At first, Rory’s mother had no idea what caused the boy’s foot to get caught. It was only later, when someone at the hospital remarked on Rory’s shoes, that she began to suspect the Crocs and did an Internet search.

“I came home and typed in ’Croc’ and ’escalator,’ and all these stories came up,” said Jodi McDermott, of Vienna, Va. “If I had known, those would never have been worn.”

Ahhh…if she had been properly warned of the shoe entrapment risks, her sons’ toes would never have been wrongfully and painfully entrapped in the biting teeth of the escalator. What element of negligence does the “failure to warn” satisfy?

Afterthought: Which should have warned the mother of the danger? The Croc company or the makers of escalators?


Posted by C. Bekhor


2 responses to this post.

  1. Posted by lcantrell2 on October 1, 2007 at 11:56 am

    As a mother, this sort of thing has crossed my mind. There are warnings on escalators, particularly the handrails, as hands can get caught under the edges, I don’t know if warnings exist for the steps themselves.

    Children will always find the one thing they shouldn’t touch, and usually don’t think of consequences. My son always liked touching the grocery store checkout belt. I always told him not to, but sometimes he would put his hand on it anyway. I know what you’re thinking, but, no, his hand did not get stuck. I did notice that there was just enough room between the belt and the metal strip that covers the end of the belt, about the size of small fingers. When my son was about 5 he was running his hand along the belt, I again said no, and the cashier said she had actually seen a child get their hand stuck and then have to be taken to the hospital. Fortunately this greatly impacted my son and he stopped touching the belt from then on. I figured that if grocery store belts can do this, then it stands to reason that escalators can do the same thing. I always make sure that my sons only touch the top of the moving rail, and they keep their feet away from the edge of the steps, and step off before they think they have to.
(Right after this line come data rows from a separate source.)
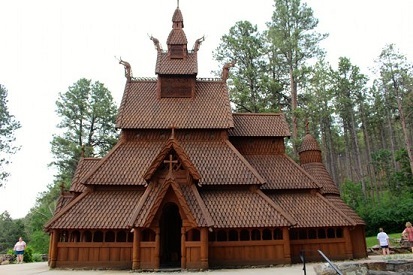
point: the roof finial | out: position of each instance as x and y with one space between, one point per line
306 126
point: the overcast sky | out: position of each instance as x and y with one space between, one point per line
46 46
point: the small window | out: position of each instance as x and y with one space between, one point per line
222 236
233 235
278 234
193 235
302 234
75 237
109 236
148 235
331 234
339 233
312 234
256 235
98 236
245 235
321 233
121 236
87 236
267 234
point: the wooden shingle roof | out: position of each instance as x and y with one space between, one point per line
98 210
318 171
243 208
216 162
281 172
259 125
83 167
340 204
141 109
310 209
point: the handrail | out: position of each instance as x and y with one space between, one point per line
329 262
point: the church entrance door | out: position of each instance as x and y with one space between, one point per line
170 236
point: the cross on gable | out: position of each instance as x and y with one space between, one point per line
171 162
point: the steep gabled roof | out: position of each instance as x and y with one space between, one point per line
311 209
349 212
83 167
281 172
102 209
259 125
142 109
219 163
243 208
174 145
187 195
318 171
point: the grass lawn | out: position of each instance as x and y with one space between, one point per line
372 241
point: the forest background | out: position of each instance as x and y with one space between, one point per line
363 123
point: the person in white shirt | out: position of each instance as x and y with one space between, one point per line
19 248
383 241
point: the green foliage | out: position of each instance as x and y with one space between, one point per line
40 242
88 115
372 240
87 112
8 126
37 257
252 89
10 231
28 255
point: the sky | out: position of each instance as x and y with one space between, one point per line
47 45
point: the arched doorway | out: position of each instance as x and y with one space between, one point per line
170 234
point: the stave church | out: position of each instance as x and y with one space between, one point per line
192 185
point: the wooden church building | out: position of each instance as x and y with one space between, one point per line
192 185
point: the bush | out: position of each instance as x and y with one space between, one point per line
37 257
28 255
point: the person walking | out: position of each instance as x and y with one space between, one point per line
383 241
19 248
408 234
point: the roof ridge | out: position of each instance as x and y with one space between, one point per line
67 207
101 162
245 161
337 209
277 207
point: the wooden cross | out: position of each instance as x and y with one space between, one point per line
171 163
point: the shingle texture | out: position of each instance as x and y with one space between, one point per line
100 210
241 208
340 204
83 167
184 66
310 210
259 125
216 161
309 144
318 171
281 172
141 109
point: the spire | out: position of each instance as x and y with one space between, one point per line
177 42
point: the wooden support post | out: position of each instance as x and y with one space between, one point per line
55 239
204 248
287 245
136 250
157 262
183 248
349 246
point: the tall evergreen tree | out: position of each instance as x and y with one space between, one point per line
292 33
88 115
397 78
8 126
251 89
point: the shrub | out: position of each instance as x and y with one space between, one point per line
28 255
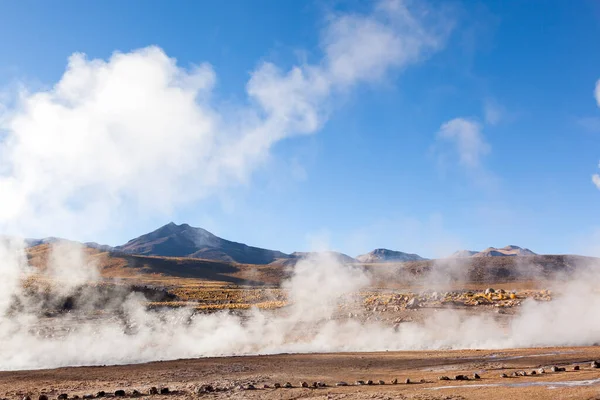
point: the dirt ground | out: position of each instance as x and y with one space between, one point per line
230 376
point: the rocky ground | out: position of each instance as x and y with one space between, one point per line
559 373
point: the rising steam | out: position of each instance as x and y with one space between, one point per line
138 134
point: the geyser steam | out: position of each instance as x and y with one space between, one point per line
137 134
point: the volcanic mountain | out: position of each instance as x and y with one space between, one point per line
385 255
174 240
510 251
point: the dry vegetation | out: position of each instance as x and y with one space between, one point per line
214 285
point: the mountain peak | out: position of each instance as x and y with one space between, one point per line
510 251
385 255
172 240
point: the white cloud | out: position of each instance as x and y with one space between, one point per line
466 136
119 138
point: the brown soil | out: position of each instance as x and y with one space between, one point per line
233 374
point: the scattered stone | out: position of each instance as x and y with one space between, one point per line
201 389
413 303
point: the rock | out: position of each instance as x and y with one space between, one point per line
413 303
202 389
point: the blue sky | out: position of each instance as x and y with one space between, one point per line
378 171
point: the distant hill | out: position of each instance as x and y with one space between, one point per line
174 240
341 257
510 251
385 255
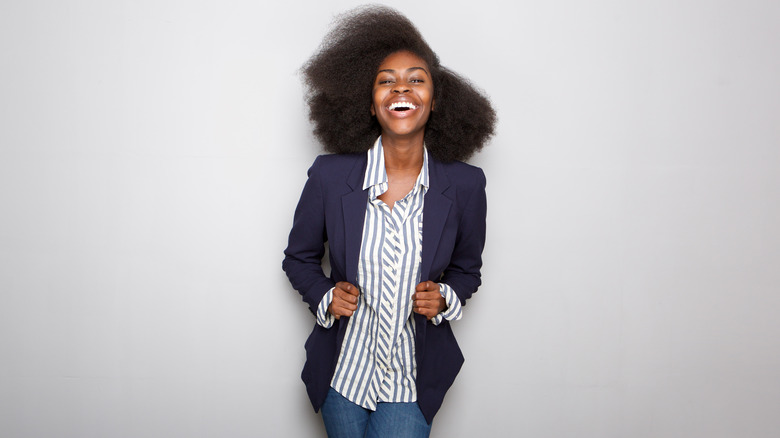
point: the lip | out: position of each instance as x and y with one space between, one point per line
402 114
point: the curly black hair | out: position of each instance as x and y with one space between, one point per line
339 78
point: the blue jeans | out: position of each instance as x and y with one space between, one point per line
344 419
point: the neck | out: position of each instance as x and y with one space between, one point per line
403 154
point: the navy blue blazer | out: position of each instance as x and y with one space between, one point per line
332 209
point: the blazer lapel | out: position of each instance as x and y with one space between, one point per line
436 209
353 204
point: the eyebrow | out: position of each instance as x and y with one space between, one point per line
389 70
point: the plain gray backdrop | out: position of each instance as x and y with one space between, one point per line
152 153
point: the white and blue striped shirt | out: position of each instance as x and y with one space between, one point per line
376 362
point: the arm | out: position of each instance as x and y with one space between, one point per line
306 244
463 272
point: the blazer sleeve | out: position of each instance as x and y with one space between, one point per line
306 244
463 272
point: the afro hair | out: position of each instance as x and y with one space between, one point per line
339 79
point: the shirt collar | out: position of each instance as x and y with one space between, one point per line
375 169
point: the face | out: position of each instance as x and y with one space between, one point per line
403 95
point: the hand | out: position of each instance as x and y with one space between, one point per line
428 300
344 300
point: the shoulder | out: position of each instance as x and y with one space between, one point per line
336 162
463 175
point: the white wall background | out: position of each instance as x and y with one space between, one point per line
152 153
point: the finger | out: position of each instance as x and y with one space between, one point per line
339 310
425 285
348 287
344 295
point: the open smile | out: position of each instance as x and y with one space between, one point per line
402 106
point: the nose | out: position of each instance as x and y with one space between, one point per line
401 87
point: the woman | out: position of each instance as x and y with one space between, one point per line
404 219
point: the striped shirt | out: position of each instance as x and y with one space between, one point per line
376 362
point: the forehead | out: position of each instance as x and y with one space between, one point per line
401 61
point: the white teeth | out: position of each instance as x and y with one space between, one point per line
395 105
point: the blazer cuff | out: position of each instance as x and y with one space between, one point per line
324 318
454 311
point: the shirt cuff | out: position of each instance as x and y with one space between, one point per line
453 311
324 318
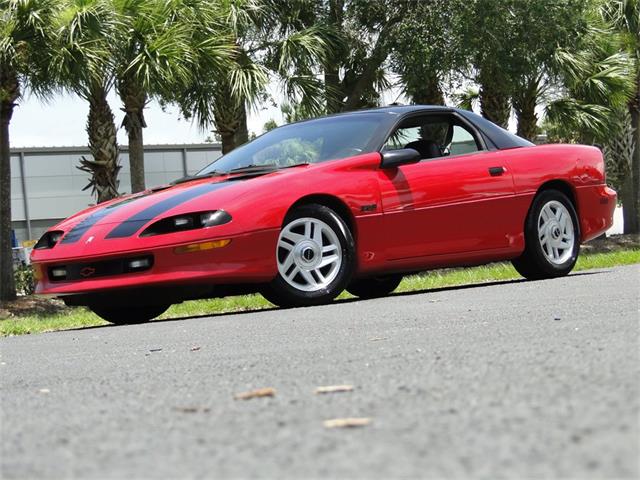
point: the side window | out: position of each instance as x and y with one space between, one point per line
434 136
462 142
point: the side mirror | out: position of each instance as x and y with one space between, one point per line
396 158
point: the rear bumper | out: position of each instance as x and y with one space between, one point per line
249 258
596 205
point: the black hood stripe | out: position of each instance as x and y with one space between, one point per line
134 223
81 228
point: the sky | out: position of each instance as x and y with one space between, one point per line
61 121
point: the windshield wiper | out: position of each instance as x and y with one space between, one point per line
189 178
268 167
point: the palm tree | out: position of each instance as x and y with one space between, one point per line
24 41
624 15
157 48
265 45
80 62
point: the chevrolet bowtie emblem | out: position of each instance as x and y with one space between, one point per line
87 272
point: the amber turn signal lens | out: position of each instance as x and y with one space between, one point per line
198 247
37 272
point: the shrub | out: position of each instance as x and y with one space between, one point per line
25 282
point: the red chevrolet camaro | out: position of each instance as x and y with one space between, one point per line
351 201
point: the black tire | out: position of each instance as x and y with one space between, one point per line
535 262
283 293
374 287
129 315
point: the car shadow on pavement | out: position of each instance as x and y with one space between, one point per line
351 300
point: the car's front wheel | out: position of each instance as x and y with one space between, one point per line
129 315
315 255
552 237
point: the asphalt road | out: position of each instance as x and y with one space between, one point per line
517 379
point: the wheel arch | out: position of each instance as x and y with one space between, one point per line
563 187
329 201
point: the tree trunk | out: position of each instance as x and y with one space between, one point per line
228 142
134 101
527 118
426 91
10 89
103 144
332 68
226 116
494 100
631 209
242 132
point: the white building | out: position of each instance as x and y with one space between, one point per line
46 185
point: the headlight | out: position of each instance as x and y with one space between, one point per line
189 221
211 219
49 240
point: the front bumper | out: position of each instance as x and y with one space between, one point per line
596 205
248 258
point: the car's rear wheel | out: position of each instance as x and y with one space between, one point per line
552 237
315 255
129 315
374 287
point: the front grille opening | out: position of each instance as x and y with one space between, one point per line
103 268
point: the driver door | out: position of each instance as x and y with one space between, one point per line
456 200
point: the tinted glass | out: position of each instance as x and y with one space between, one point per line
434 136
314 141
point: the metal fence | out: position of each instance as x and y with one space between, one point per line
46 185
    If I were the sandal manufacturer, then I would be aware of the problems people have faced with these shoes. In an effort to not loose sales, I would probably redesign the sandals to better protect the feet. However, knowing how long of a process that is, a warning would be a preventative measure, but might also deter people from buying the shoes. Warnings about being a very flexible sandal that could result in getting stuck might be an appropriate warning.


  2. Thanks for commenting, Laura. Interesting that you provide (without knowing it, perhaps?) yet another consideration: personal judgment. Without being warned, you have the sense to avoid “dangerous” moving contraptions. Maybe the risks on an elevator are obvious and neither the sandal company or the elevator manufacturers have to provide a warning.